The Syria trip was tied to the trip to Beirut in Lebanon, which too has been cancelled.
India on Saturday cancelled the scheduled visit of External Affairs Minister Sushma Swaraj to Syria, where she was expected to participate in the biggest industrial fair aimed at reconstruction of the war-ravaged country. The visit was in line with India’s stated objective of helping the country which has been a traditional friend of India.
“External Affairs Minister’s visit to Syria has been deferred due to the prevailing situation in that country. Fresh dates will be decided in mutual consultation with the Syrian side,” a spokesperson of the Ministry of External Affairs said announcing the move. Syria is carrying out the last major campaign against rebels and terrorists in Idlib where Russia and Iran are reportedly helping the government forces. The Syria trip was tied to the trip to Beirut in Lebanon, which too has been cancelled.
Syrian sources said Ms. Swaraj was also scheduled to hold a meeting with President Bashar Al Assad and other ministers of his government and interact with Indian and Syrian companies. Despite the ongoing military campaign in Idlib, they said that there are no threats in large parts of Syria that have been secured from terror strikes.

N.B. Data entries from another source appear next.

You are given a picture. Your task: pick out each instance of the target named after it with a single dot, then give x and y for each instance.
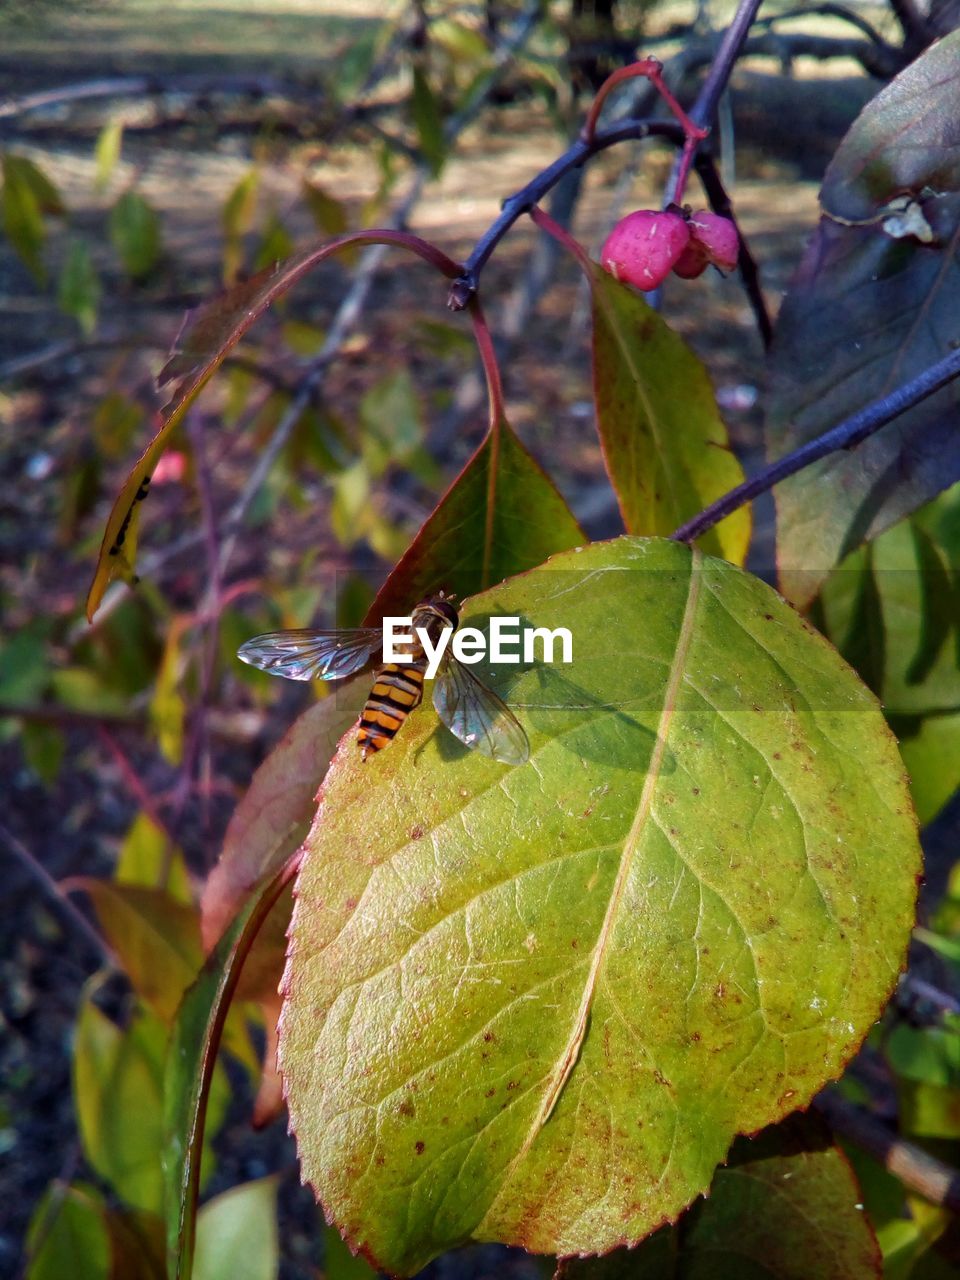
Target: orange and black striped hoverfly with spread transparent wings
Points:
(469, 710)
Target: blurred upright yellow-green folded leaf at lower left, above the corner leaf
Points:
(118, 1099)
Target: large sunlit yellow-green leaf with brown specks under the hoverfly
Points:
(536, 1005)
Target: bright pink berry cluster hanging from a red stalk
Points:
(646, 246)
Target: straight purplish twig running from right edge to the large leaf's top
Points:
(849, 433)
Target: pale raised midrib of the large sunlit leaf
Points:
(568, 1060)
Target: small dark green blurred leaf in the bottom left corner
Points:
(68, 1236)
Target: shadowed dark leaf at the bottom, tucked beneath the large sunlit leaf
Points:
(788, 1206)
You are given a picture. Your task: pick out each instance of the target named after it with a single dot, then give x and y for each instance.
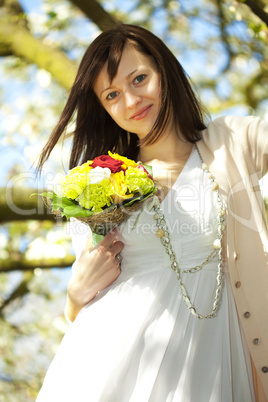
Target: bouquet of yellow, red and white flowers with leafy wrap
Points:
(103, 192)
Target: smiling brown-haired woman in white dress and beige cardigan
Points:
(141, 331)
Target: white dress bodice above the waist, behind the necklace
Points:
(190, 210)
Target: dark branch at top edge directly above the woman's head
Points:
(94, 11)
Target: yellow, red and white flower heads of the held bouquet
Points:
(99, 183)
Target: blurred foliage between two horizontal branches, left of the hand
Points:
(29, 244)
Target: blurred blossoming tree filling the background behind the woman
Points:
(39, 54)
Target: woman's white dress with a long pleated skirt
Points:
(137, 341)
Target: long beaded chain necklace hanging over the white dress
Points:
(164, 236)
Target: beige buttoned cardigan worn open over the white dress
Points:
(236, 151)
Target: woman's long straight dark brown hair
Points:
(95, 131)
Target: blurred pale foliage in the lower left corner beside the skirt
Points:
(31, 329)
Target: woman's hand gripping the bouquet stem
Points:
(96, 269)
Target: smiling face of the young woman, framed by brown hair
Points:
(132, 99)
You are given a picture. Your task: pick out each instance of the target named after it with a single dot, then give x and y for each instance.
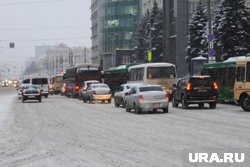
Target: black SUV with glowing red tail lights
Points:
(195, 90)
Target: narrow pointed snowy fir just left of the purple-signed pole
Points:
(197, 38)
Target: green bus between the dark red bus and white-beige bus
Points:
(115, 77)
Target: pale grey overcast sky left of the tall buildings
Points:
(36, 22)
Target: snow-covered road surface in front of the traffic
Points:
(67, 132)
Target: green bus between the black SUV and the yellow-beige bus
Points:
(224, 74)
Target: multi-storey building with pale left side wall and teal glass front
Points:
(113, 28)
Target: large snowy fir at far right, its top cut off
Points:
(233, 30)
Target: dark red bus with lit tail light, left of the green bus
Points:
(75, 76)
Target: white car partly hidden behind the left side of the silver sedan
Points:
(119, 97)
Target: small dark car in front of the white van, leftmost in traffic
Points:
(31, 92)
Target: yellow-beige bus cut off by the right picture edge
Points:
(242, 83)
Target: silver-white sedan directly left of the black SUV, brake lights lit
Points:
(142, 98)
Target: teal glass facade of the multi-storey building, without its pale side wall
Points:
(120, 21)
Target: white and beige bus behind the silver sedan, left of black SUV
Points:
(163, 74)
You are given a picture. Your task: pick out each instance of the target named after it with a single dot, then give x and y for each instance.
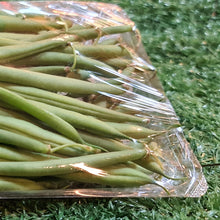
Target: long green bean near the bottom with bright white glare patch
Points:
(68, 165)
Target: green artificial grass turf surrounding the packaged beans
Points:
(182, 39)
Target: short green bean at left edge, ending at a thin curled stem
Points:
(11, 138)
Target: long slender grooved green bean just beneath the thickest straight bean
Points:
(73, 104)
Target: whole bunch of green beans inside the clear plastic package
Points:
(47, 129)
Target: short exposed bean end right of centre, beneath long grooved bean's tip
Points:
(134, 131)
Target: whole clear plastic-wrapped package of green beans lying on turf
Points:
(116, 61)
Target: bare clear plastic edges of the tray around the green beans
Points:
(180, 160)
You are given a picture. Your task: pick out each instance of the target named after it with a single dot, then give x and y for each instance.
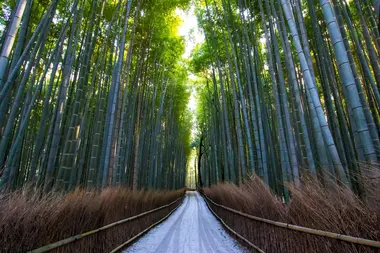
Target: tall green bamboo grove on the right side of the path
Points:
(289, 89)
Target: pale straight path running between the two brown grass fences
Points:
(191, 228)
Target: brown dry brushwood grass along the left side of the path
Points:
(29, 221)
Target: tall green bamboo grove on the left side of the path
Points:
(92, 93)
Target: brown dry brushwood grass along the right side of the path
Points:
(335, 209)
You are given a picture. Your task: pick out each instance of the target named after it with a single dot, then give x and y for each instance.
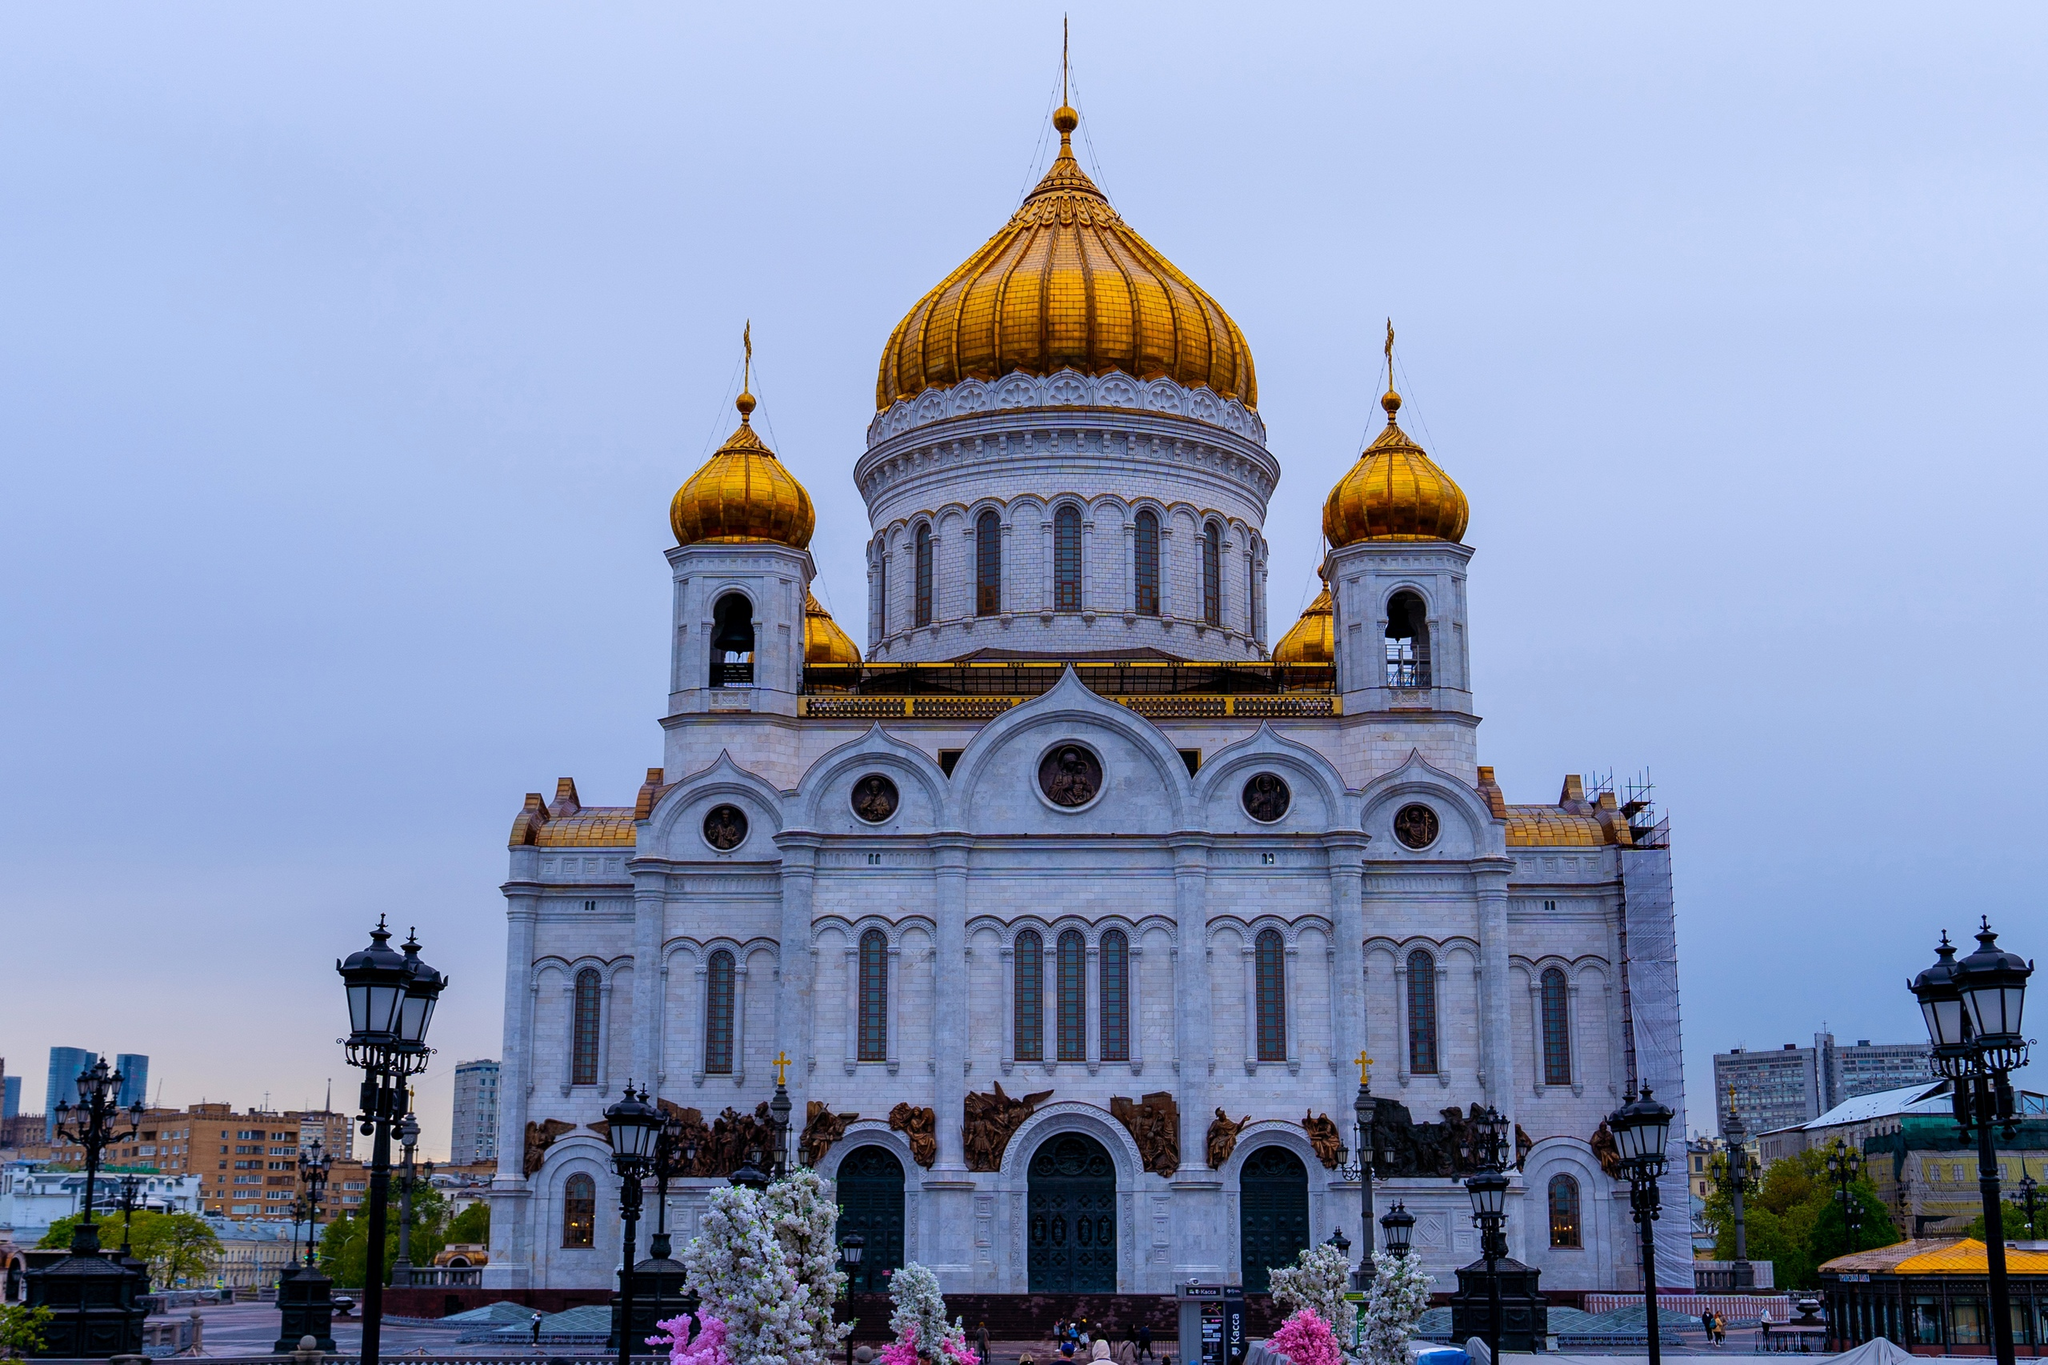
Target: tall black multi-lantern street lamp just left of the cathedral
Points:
(390, 1008)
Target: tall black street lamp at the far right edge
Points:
(1973, 1014)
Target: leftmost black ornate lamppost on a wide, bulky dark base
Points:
(91, 1298)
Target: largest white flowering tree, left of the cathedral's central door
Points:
(765, 1268)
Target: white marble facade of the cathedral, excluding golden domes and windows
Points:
(976, 854)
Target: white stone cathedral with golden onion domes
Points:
(1068, 908)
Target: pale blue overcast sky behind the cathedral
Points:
(349, 359)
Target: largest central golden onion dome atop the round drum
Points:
(1066, 285)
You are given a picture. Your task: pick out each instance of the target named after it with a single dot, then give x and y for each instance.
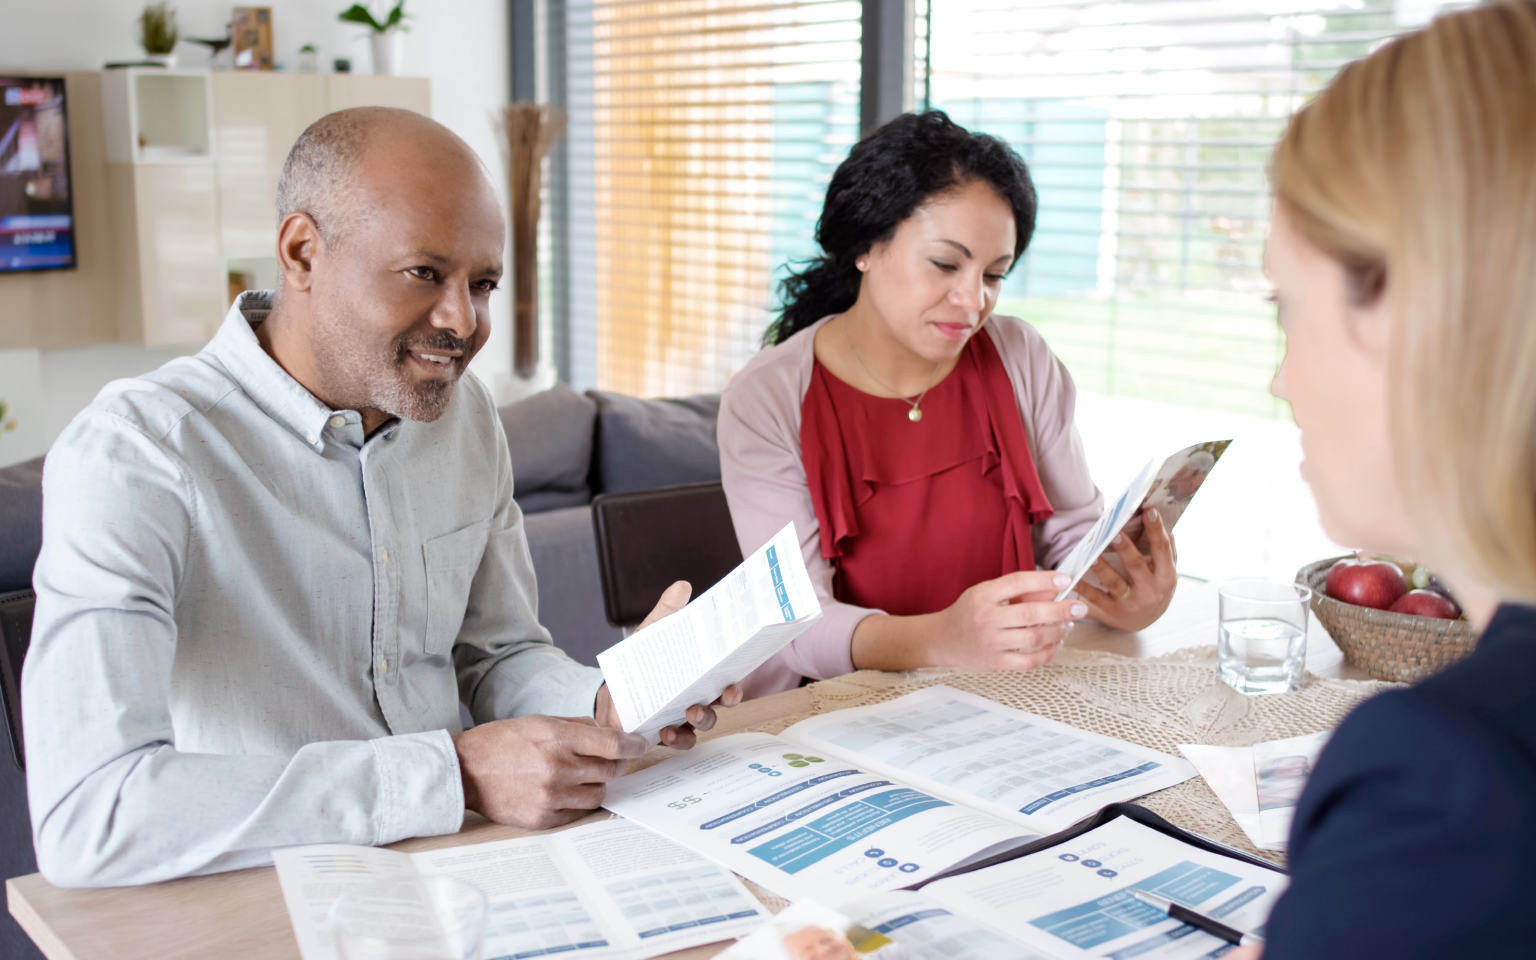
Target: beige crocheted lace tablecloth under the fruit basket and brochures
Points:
(1156, 703)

“More than 40 Indian companies have reached Damascus and they are part of more than one thousand companies from different parts of the world that are participating in the trade fair,” a Syrian source said, emphasising that Syria is attracting funds for reconstruction as terrorism is practically over in most parts of the country.
Earlier, the Confederation of Indian Industries (CII) had announced that Ms. Swaraj would be holding discussion with corporates during her stay in the Syrian capital on September 11 on the sidelines of the Damascus International Fair.
CII had informed its members that Syria was now ready for business. “The overall security situation in Syria has drastically improved during the last couple of months. Terrorism and militancy is on the decline in Syria. Life in Damascus and other cities has returned to normalcy, many security check-points have disappeared and various late-night cafes/restaurants can be seen doing business to their full capacities,” a programme advisory issued by the CII had mentioned.
Though officials refused to confirm, reports suggest that there are fears of attracting Western sanctions for companies that are willing to do business in Syria. According to the United Nations, the war in Syria that began in 2012 has cost hundreds of billions of dollars, but reconstruction of the country is difficult without a global participation. Russia, China and Iran have already invested in Syria but sanctions backed by the Western powers are still in force against the Bashar Al Assad government. The West has made removal of the sanctions conditional on a political solution.
However, the government of President Assad has an upper hand as most of the country barring Idlib is reportedly freed of terrorists and rebels.